The structure of the paper makes it difficult to evaluate the significance and generalizability of the theoretical contribution to other methods in reinforcement learning. I would strongly recommend restructuring the paper to give more space to the outline of the proof of the convergence results. As a reader, it was difficult to work through almost 20 pages of dense proofs where in many sections it’s difficult to see the utility of a given proposition when it’s presented. Because much of the utility of a paper like this comes from presenting mathematical tools that can be generalized to other settings in RL, I would like to see the structure of the proof given more space in the paper. My recommendation would be to cut the introduction down to 1-2 pages and to extend the overview of the proof of theorem 2.1.

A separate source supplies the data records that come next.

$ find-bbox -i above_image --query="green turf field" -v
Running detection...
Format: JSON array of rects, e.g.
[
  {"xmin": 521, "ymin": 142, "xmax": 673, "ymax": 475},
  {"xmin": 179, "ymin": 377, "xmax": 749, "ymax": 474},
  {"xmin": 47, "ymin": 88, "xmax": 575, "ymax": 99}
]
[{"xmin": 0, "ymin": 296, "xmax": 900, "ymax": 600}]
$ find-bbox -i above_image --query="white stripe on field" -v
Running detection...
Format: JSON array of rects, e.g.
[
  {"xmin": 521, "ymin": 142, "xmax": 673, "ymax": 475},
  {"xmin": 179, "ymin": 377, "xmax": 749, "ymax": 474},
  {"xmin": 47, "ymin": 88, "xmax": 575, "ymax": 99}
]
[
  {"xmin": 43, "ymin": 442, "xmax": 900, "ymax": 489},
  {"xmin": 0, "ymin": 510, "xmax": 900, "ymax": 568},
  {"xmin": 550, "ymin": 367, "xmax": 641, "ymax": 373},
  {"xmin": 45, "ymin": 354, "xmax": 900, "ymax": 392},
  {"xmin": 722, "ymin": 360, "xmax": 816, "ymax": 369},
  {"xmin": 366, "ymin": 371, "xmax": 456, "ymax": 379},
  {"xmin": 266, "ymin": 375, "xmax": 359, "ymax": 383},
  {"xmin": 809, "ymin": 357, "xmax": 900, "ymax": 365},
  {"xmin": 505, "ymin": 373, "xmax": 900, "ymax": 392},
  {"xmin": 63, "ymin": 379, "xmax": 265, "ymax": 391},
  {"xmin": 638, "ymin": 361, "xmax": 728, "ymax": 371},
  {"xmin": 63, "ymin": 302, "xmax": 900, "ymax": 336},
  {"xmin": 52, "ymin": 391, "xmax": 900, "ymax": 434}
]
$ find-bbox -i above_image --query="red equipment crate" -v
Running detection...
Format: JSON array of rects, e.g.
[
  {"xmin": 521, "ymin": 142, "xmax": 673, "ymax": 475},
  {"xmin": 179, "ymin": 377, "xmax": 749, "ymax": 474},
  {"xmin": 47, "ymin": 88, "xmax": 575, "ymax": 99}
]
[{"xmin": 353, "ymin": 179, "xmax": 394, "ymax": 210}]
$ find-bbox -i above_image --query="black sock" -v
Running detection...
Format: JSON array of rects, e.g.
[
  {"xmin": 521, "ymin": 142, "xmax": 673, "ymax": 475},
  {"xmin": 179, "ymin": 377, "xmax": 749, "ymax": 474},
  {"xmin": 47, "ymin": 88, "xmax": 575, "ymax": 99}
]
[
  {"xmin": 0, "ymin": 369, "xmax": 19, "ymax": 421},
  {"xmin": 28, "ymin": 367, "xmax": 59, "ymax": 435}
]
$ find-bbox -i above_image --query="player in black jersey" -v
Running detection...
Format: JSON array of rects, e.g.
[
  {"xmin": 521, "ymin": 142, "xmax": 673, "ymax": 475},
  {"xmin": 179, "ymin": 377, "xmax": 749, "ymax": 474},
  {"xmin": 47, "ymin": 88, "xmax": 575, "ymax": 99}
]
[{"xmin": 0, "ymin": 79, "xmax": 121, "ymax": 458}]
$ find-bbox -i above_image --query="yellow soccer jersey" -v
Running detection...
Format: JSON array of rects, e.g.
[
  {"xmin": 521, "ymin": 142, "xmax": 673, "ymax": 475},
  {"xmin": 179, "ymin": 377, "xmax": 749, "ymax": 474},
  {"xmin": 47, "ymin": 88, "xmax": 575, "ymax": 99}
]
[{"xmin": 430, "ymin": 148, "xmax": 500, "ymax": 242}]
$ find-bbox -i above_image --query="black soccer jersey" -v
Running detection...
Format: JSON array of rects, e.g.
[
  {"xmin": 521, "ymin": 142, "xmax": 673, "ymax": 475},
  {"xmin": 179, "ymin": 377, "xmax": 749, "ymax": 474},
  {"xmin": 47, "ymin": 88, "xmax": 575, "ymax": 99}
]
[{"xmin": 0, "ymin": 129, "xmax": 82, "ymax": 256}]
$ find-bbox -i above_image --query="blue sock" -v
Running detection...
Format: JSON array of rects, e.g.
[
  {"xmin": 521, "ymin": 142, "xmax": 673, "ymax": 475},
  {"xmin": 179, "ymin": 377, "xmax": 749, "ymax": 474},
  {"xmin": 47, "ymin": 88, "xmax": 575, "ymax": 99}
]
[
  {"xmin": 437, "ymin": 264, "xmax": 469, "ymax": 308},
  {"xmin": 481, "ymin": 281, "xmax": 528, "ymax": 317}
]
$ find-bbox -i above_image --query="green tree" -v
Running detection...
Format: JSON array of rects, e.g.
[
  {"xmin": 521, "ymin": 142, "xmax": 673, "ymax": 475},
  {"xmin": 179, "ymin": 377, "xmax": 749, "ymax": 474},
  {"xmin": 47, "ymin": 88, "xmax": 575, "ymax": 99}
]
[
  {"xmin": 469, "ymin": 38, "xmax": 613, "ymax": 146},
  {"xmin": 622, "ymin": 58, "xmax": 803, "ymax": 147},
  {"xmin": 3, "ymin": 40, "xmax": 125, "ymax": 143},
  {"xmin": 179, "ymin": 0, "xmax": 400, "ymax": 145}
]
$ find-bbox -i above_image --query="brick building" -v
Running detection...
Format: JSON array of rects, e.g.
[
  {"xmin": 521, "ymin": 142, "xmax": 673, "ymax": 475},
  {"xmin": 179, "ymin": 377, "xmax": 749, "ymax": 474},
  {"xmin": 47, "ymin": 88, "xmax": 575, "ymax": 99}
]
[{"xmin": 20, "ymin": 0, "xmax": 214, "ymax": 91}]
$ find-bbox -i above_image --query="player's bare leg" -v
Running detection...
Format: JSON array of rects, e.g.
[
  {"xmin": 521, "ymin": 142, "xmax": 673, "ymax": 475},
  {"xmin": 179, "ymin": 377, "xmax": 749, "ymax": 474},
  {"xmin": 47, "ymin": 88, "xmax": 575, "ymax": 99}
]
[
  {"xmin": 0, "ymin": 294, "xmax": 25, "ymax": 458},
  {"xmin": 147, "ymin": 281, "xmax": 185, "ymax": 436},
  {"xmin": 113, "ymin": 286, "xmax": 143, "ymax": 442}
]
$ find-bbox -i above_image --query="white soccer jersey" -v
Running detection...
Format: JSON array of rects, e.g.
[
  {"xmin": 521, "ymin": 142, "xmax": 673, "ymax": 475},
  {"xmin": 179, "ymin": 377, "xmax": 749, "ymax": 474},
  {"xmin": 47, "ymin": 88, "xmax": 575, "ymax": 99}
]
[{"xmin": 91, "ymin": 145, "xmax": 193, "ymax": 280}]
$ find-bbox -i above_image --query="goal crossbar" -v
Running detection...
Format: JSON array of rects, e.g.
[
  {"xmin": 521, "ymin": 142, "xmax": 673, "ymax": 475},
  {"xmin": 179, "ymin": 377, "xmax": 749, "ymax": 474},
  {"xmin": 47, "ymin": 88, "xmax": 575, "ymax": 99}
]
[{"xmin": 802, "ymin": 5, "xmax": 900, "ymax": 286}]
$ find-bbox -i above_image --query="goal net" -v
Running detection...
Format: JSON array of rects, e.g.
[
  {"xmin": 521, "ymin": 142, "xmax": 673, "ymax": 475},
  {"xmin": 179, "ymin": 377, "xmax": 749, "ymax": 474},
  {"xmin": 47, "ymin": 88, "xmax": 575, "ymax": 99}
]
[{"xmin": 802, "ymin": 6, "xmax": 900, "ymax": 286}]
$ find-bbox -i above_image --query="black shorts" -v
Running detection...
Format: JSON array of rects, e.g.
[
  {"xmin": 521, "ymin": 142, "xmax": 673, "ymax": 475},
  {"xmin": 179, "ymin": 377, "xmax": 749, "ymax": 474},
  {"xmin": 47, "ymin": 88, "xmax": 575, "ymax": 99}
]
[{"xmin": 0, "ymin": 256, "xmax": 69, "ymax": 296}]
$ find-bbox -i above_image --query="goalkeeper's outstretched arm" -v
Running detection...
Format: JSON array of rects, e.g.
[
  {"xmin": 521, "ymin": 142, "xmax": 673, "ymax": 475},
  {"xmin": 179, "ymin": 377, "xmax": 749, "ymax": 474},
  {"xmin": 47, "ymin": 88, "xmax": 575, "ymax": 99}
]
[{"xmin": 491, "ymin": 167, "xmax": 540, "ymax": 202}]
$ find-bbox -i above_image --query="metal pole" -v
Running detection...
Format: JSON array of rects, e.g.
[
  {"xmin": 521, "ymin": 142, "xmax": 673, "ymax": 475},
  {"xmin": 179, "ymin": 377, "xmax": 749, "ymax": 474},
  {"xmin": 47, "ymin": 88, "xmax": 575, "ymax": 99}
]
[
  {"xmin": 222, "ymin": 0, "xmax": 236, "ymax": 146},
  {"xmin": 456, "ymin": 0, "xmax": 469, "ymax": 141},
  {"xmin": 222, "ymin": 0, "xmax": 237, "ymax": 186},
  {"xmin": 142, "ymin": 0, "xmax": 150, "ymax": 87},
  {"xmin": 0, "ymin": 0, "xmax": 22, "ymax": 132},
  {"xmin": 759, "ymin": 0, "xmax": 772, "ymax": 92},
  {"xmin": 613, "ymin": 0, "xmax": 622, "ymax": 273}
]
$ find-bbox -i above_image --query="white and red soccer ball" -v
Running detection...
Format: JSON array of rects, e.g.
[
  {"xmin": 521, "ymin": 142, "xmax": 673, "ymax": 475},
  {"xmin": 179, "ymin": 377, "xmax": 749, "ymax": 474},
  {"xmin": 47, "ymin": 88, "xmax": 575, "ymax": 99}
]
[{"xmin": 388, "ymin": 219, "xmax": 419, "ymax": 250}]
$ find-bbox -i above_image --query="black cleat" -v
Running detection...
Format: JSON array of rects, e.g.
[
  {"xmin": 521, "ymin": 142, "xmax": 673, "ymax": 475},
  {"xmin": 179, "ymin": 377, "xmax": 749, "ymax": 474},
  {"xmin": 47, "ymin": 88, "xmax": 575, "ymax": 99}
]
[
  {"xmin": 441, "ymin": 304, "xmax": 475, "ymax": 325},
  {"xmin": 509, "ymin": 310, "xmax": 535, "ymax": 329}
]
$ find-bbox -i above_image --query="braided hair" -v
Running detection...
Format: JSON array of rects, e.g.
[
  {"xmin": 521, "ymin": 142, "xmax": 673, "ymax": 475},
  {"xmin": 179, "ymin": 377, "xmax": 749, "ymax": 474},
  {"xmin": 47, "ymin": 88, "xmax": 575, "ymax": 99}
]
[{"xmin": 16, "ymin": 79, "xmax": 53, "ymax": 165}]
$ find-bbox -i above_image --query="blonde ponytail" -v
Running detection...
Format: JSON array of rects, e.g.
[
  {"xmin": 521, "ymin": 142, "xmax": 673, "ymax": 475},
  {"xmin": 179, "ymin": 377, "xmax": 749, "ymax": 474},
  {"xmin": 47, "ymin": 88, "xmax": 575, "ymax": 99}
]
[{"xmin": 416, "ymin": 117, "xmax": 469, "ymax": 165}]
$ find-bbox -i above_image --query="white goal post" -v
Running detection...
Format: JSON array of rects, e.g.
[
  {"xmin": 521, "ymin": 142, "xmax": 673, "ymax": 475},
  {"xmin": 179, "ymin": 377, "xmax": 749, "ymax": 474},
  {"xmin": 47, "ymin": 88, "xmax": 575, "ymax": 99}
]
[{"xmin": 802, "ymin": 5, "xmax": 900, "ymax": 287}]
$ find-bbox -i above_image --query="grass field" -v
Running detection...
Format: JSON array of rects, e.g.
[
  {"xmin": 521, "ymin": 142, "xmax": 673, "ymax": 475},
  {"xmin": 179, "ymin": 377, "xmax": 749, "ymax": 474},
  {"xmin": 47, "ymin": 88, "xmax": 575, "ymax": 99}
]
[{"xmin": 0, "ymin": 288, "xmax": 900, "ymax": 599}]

__ Relation to Prior Work__: -Prior work is well-cited and relevant papers are referred to in the text. Off the top of my head I can't think of any obvious missing citations. The distinction between this paper and previous work is clearly stated.

__ Reproducibility__: Yes

__ Additional Feedback__: -I have a few questions about the empirical evaluation of the method.
- Do the environments and function approximation architecture satisfy the assumptions of the convergence results?
- Does the \bar{f} term in these environments converge to zero? I’m particularly interested in seeing how \bar{f} compares between GQ and zap Q learning methods with function approximation.
-What happens when the matrix inverse term is computed only once at initialization? Does this affect performance at all?
What would make me improve my score: improved clarity in the paper with a more explicit discussion of the analysis and intermediate results, and a more rigorous empirical evaluation of the method along the lines discussed in this review.
----------------------------------------------------------------------------------------------
POST-RESPONSE UPDATE
I'd first off like to thank the authors for their detailed and thorough response. My concerns re: the non-singularity in (A4) and the roots of \bar{f} have been addressed. Re: epsilon-greedy policies, this does seem like a constraint on the types of settings this method is applicable to, so I will be interested in seeing whether the authors' comment "there is hope that stability can be established, provided we adapt the policy on a slow time scale" pans out in future work.
I further appreciate the authors' proposed reorganization of the paper: I think this will greatly clarify the nature of the contributions.
I still have two main concerns that are preventing me from confidently updating my score: first, it seems like the Q-learning baseline in the rebuttal used a network that is much smaller than that typically used in DQN agents -- this might have a significant effect on how well the default hyperparameters perform, and so I'd like to see a more fair hyperparameter sweep done on the baseline Q-learner. The experiments are promising but not decisive, and given that the assumptions required for the theory to hold won't necessarily be guaranteed in all deep RL settings, I'd want to see more conclusive evaluations in these settings. I've also given more thought to R1's point regarding the boundedness assumption and share similar concerns.